Inverse of a special Vandermonde Matrix with elements $i^{j-1}$

Question

I have a $(n+1) \times (n+1)$ Vandermonde matrix $$ V_n= \begin{pmatrix} 1 & 1 & \dots & 1\\ 1 & 2 & \dots & 2^n\\ \vdots & \vdots & \ddots & \vdots\\ 1 & n+1 & \dots & (n+1)^n\\ \end{pmatrix} $$ and by observation (and lots of oeis.org searching) I suspect that $$ V_n^{-1}=(b_{i,j}) $$ with $$ b_{i,j}=\frac{(-1)^{i+j}}{n!}\binom{n}{j-1}\sum_{m=0}^{n+1-i} (-j)^{m}{ n+2\brack i+1+m} $$ where ${ n\brack m}$ are unsigned Stirling numbers of the first kind. Now I wonder how to prove this?

My attempt

I am aware there is a Matrix inverse formula for Vandermonde matrices, for example mentioned in this post, but I failed to match it to the formula above. Another approach where I got farther was to use the definition of matrix multiplication for $V_{n}^{-1}V_n=(c_{i,j})$ and see whether it simplifies to the identity matrix. Here I've got after some algebra mess (it is lengthy to include here, but I can add if needed) to $$ c_{i,j}=(-1)^{n+i-j}\sum_{k=n}^{n-i+j}(-1)^{k}{ n+2\brack k+i-j+2} {k+1 \brace n+1}. $$ (here ${n \brace m}$ are Stirling numbers of the second kind for a change...) From this we can see that for $j<i$ the sum is empty and we get a zero under the diagonal. For $i=j$ we get $c_{i,i}=1$ on the diagonal. So to finish the proof it needs to be shown there are zeroes above the diagonal, i.e. $c_{i,j}=0$ for $i<j$, and that is where I could not get any further.
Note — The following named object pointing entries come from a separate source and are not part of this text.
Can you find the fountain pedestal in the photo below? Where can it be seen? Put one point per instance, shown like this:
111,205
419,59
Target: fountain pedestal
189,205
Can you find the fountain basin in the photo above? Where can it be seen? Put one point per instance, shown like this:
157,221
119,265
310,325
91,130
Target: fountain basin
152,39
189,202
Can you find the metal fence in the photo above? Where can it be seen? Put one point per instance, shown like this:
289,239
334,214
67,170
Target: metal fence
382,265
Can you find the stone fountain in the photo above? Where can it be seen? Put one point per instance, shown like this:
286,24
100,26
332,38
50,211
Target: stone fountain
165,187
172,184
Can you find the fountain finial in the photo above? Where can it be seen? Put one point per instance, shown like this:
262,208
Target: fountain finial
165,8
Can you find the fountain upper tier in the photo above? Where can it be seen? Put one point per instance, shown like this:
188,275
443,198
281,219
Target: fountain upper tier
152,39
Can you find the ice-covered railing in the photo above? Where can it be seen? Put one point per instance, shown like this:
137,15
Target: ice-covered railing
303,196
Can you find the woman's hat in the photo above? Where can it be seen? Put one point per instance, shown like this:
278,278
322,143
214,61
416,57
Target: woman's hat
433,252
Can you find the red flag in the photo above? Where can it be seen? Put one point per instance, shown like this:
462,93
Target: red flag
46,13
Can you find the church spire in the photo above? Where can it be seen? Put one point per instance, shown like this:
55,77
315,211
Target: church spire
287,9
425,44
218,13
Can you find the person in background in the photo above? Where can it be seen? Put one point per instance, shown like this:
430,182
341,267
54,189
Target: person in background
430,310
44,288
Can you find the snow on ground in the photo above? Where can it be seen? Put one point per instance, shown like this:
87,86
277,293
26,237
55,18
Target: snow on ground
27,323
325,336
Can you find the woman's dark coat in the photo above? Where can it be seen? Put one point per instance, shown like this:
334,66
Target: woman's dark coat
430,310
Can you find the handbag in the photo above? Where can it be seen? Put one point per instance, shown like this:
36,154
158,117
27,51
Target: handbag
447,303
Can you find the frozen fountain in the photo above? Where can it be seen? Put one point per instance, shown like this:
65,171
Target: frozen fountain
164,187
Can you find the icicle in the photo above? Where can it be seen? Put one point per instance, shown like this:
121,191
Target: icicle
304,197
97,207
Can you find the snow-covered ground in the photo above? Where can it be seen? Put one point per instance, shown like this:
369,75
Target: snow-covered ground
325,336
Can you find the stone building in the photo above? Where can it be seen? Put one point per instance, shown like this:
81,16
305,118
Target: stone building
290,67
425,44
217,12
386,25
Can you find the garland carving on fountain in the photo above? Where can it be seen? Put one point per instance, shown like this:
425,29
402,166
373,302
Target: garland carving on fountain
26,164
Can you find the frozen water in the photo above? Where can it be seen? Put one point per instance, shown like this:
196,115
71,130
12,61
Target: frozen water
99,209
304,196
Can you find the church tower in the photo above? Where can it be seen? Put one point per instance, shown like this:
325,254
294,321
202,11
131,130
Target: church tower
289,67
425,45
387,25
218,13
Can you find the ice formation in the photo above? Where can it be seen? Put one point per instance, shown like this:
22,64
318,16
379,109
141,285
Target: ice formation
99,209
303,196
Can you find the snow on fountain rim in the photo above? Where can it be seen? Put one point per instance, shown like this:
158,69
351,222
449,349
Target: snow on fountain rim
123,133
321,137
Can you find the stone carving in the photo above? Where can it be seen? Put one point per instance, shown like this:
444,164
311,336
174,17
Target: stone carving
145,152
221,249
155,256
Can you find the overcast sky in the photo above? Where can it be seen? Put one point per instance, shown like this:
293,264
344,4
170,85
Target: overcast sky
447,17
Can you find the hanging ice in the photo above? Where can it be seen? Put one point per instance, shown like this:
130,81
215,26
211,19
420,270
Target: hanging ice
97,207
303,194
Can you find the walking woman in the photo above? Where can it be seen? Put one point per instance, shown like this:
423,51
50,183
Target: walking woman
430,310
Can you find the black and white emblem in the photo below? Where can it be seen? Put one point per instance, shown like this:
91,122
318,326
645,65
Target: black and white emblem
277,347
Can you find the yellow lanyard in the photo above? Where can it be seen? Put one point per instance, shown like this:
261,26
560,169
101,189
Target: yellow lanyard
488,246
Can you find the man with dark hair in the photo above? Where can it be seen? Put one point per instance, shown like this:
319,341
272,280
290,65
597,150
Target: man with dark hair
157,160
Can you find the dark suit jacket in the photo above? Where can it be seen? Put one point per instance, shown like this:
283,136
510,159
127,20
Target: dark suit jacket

Can we prove the last step somehow? Or is there another way to prove the inverse identity?

Answer 1

Use formula

$$V_n=S_nD_nP_n^T \tag{1}$$

which implies:

$$V_n^{-1}=(P_n^{-1})^T D_n^{-1}\underbrace{S_n^{-1}}_{s_n}\tag{2}$$

where $s_n$, resp. $S_n$, are the lower triangular matrices with Stirling numbers of the first, resp. second kind, $D_n=diag(1!, 2!, \cdots n!)$, and $P_n$ the lower triangular Pascal matrix.

Formula (1) is detailed in lemma 2 of this very interesting article entitled "On a connection between the Pascal, Stirling and Vandermonde matrices" by Yang and You (not Me and You). This article is mentionned in particular here where you will find other interesting informations.

It must be added that the inverse of Pascal matrix is easy to describe : it is obtained from $P_n$ by multiplying its entries $a_{ij}=\binom{i-1}{j-1}$ by $(-1)^{i+j}$.

From (2), can you retrieve your formula ? (for example the $(-1)^{i+j}$ comes from the above mentionned inversion of $P_n$).

Remark: Your attempt looks like verifying that $S_ns_n=I$, a property we have used above.